'War Trash': View From the Prison Camp

Published: October 10, 2004
N reading Ha Jin's powerfully moving ''War Trash,'' one might be forgiven for forgetting that it's a work of imaginative fiction and not a nonfiction account by an elderly Chinese man writing in fastidious, plain-spoken English of his years as a P.O.W. in United States and South Korean military prisons during the Korean War. Ha Jin, the author of the fine National Book Award-winning novel ''Waiting'' and several other works of fiction, was born and raised in China, but otherwise appears to have little in common with his narrator. Appearances to the contrary, then, though ''War Trash'' is indeed a work of fiction, one has to keep reminding oneself of that fact.
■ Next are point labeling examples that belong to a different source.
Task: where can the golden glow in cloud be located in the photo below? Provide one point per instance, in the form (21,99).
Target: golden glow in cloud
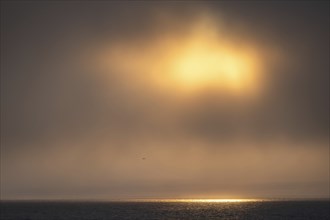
(203,58)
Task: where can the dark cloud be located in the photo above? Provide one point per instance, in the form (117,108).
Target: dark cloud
(49,97)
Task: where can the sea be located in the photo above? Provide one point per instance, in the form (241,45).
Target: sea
(161,210)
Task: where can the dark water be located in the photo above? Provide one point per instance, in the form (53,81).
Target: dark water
(166,210)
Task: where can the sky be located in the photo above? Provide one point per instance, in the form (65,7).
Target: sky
(126,100)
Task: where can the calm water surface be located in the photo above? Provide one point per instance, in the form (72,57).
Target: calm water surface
(165,210)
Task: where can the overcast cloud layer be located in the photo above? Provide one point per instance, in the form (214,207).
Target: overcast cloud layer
(72,129)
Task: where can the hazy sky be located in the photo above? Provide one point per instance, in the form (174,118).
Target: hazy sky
(117,100)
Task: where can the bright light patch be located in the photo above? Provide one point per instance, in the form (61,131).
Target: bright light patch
(204,58)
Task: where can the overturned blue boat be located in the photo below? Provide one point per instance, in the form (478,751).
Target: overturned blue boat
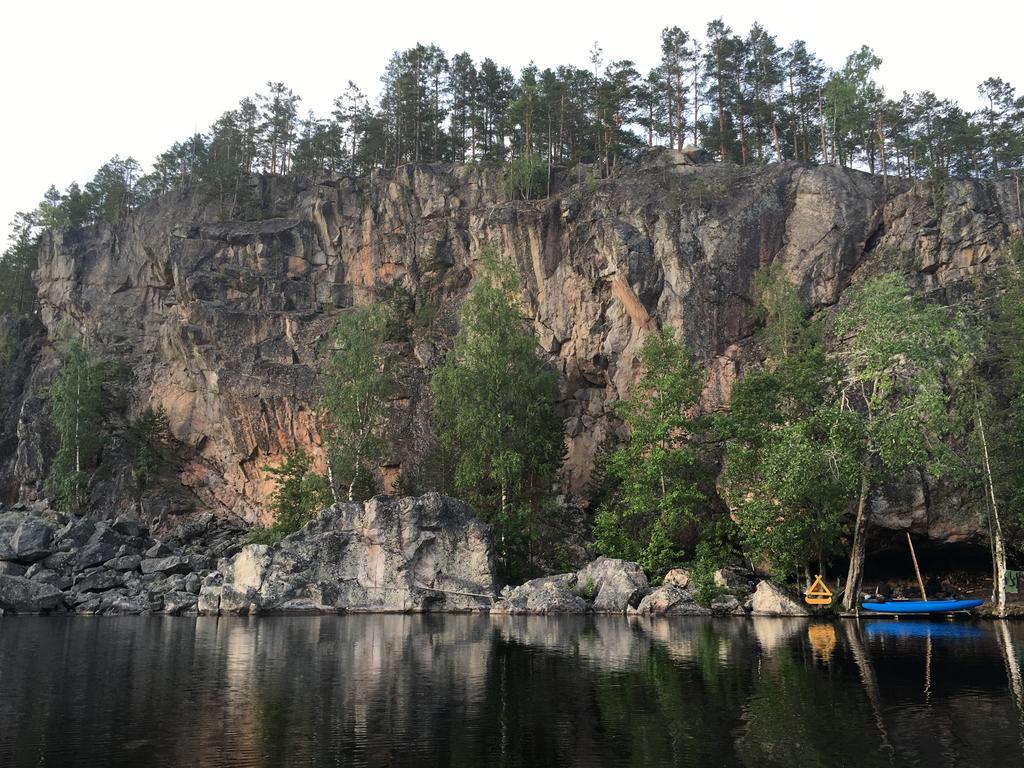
(919,607)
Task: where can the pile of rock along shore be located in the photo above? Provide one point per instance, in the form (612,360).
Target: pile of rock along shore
(426,553)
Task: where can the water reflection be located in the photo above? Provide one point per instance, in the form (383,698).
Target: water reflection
(460,690)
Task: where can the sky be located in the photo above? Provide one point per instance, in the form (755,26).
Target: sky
(84,81)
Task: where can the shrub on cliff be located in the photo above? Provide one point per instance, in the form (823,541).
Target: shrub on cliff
(76,400)
(790,460)
(495,416)
(359,382)
(298,496)
(656,475)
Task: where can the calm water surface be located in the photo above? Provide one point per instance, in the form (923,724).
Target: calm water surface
(460,690)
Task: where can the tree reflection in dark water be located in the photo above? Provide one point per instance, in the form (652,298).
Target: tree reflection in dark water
(460,690)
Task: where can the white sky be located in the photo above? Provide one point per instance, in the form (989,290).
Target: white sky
(83,81)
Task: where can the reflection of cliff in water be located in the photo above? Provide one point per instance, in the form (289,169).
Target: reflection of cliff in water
(468,690)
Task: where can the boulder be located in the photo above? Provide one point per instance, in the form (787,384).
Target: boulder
(158,550)
(125,562)
(61,581)
(733,579)
(32,540)
(169,564)
(94,553)
(209,600)
(546,596)
(769,600)
(20,595)
(671,601)
(9,522)
(238,601)
(9,567)
(677,578)
(98,581)
(131,527)
(425,553)
(178,603)
(727,604)
(75,534)
(613,585)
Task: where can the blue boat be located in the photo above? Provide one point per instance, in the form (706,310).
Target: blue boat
(919,606)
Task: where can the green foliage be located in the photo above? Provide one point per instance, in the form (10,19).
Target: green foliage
(707,559)
(148,449)
(17,295)
(358,384)
(76,399)
(495,415)
(656,475)
(525,176)
(898,353)
(298,496)
(1001,397)
(791,455)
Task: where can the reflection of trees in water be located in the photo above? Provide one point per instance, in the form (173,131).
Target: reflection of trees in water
(466,690)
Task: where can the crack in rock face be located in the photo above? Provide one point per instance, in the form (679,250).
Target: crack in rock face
(223,323)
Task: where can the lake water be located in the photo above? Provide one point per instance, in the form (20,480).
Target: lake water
(462,690)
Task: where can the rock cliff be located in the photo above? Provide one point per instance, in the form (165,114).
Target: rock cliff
(224,323)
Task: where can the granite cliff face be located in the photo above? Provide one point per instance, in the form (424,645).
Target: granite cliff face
(225,323)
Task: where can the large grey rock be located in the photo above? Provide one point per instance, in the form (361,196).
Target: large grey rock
(548,595)
(9,567)
(170,564)
(125,562)
(32,540)
(614,585)
(678,578)
(94,553)
(9,522)
(426,553)
(727,604)
(61,582)
(769,600)
(98,581)
(19,595)
(209,600)
(131,527)
(178,603)
(671,601)
(733,579)
(76,534)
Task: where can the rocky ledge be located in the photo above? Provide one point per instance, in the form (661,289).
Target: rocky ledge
(609,586)
(52,562)
(426,553)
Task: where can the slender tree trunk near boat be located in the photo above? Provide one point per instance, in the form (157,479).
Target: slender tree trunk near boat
(916,568)
(856,572)
(998,546)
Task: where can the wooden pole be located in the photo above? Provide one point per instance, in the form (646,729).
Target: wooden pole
(916,569)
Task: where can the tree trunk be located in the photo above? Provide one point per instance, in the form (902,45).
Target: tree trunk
(821,128)
(856,572)
(916,568)
(998,546)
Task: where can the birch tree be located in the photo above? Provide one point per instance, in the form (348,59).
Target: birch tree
(359,382)
(899,355)
(76,398)
(495,413)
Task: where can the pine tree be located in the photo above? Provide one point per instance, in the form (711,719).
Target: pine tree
(76,399)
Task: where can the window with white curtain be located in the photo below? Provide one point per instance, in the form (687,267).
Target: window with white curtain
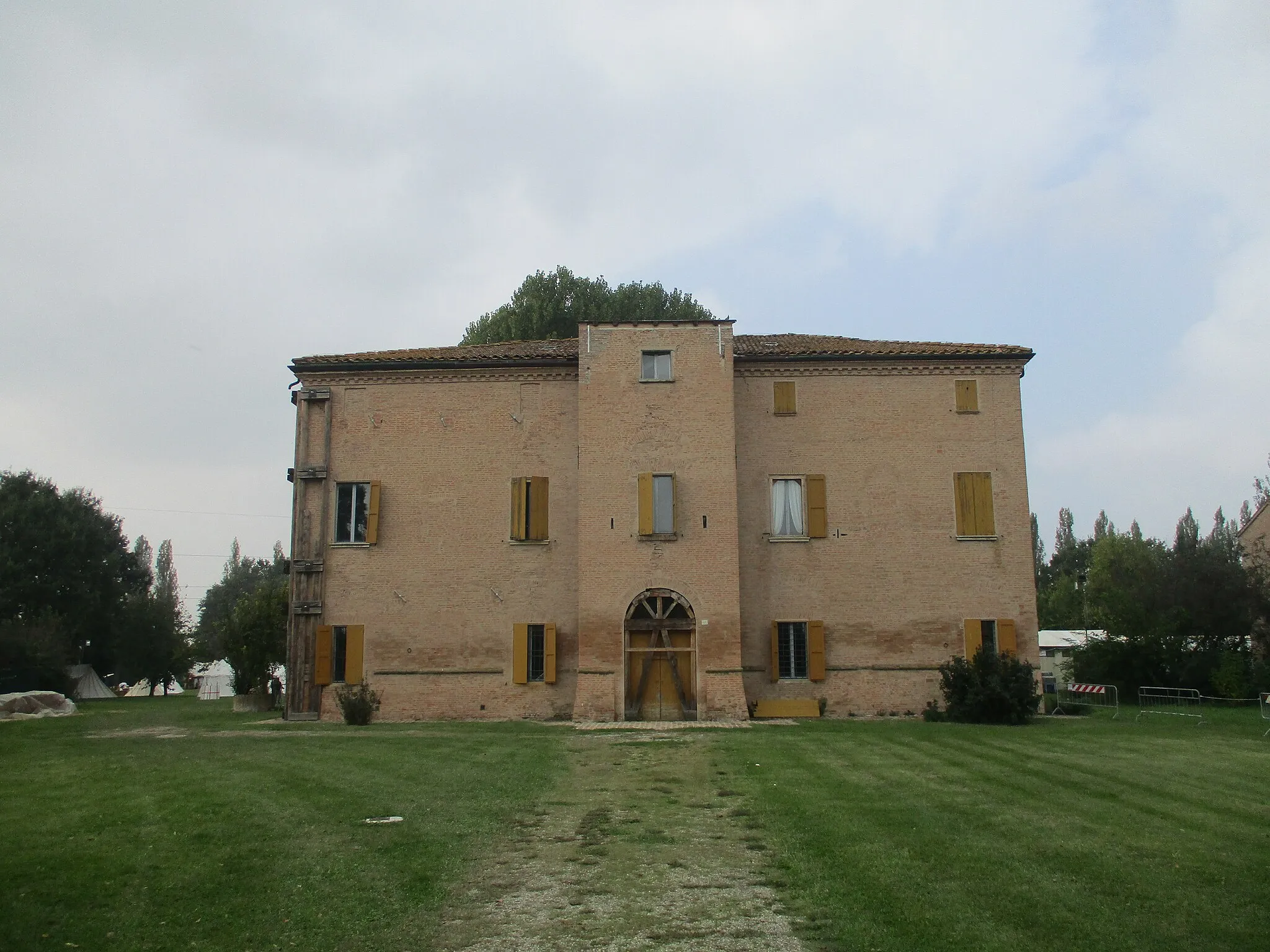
(655,366)
(664,506)
(789,518)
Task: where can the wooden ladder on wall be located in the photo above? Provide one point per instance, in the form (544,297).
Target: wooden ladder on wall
(309,521)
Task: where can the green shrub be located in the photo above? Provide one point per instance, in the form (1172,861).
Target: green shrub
(357,702)
(988,689)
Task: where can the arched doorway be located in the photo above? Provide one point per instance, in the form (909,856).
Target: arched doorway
(660,658)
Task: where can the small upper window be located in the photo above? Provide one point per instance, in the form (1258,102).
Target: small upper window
(968,397)
(784,398)
(655,366)
(530,508)
(788,512)
(352,511)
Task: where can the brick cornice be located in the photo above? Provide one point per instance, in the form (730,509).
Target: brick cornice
(882,368)
(458,375)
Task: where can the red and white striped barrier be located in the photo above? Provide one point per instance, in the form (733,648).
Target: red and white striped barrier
(1088,689)
(1089,696)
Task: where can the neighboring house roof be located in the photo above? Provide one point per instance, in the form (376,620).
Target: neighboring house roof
(1263,511)
(1060,638)
(746,347)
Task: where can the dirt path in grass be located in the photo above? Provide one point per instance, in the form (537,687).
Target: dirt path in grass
(643,847)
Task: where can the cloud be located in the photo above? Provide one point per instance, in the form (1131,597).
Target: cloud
(192,195)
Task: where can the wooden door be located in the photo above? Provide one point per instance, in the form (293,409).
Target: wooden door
(660,662)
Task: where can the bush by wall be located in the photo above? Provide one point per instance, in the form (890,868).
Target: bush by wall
(357,702)
(988,689)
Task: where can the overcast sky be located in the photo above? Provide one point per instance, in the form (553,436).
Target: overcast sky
(191,195)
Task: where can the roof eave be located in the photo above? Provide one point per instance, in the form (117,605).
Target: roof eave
(874,358)
(493,363)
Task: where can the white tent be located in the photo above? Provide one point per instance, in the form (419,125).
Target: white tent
(215,681)
(88,685)
(143,690)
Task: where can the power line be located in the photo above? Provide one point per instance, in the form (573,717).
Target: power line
(197,512)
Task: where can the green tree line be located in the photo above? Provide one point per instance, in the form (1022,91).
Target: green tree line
(1188,614)
(74,591)
(549,306)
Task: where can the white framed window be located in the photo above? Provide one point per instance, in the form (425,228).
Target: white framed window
(352,512)
(789,507)
(655,366)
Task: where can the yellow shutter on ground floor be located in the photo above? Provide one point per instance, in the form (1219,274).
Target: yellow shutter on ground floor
(355,643)
(646,505)
(549,654)
(973,637)
(815,650)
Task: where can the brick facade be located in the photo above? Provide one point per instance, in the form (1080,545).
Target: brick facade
(443,433)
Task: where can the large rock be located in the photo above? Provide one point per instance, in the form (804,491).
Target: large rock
(27,705)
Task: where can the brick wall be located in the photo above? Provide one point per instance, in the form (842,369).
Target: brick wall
(441,589)
(892,583)
(683,428)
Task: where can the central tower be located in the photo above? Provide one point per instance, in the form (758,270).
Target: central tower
(657,513)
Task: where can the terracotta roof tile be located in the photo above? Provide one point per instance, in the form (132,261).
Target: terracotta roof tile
(751,346)
(470,353)
(747,347)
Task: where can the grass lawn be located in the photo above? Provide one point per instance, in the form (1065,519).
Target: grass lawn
(1076,833)
(248,839)
(172,823)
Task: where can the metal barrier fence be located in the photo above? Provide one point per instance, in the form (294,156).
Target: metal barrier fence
(1089,696)
(1181,702)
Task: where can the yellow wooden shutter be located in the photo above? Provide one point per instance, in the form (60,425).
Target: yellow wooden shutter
(373,516)
(518,508)
(549,654)
(985,519)
(1008,638)
(355,645)
(539,508)
(520,654)
(815,650)
(817,514)
(973,637)
(967,397)
(784,398)
(322,655)
(646,505)
(963,494)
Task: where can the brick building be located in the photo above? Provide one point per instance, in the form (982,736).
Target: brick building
(655,521)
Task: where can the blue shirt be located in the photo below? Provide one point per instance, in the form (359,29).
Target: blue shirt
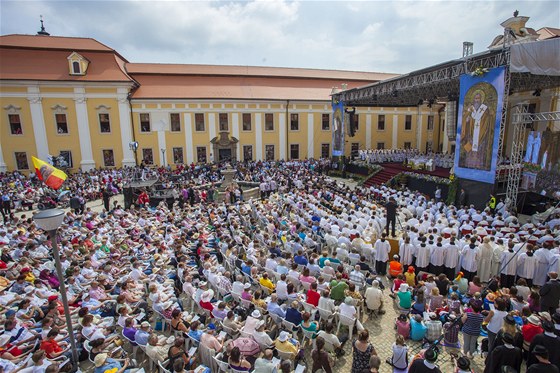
(141,337)
(417,330)
(195,334)
(276,309)
(300,260)
(109,364)
(293,316)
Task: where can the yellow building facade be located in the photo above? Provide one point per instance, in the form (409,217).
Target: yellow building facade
(78,98)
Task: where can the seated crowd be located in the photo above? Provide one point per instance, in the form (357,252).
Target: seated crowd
(249,285)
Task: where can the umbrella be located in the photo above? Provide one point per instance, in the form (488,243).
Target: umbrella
(247,346)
The seamless, somewhat unsettling fusion of invention and reportage is aided and abetted by the fact that Ha Jin taps into two ancient and honorable Western literary traditions -- the novel in the form of a nonfiction memoir, and the nonfiction memoir as prison narrative. The former links Defoe's ''Robinson Crusoe'' to Kerouac's ''On the Road'' to Allan Gurganus's ''Oldest Living Confederate Widow Tells All,'' and the latter links John Bunyan's ''Relation of My Imprisonment'' to Jacobo Timerman's ''Prisoner Without a Name, Cell Without a Number'' to Jack Henry Abbott's ''In the Belly of the Beast.'' It's a brilliant and original enjambment, and Ha Jin pulls it off with mastery; the result is that his narrator, Yu Yuan, is one of the most fully realized characters to emerge from the fictional world in years.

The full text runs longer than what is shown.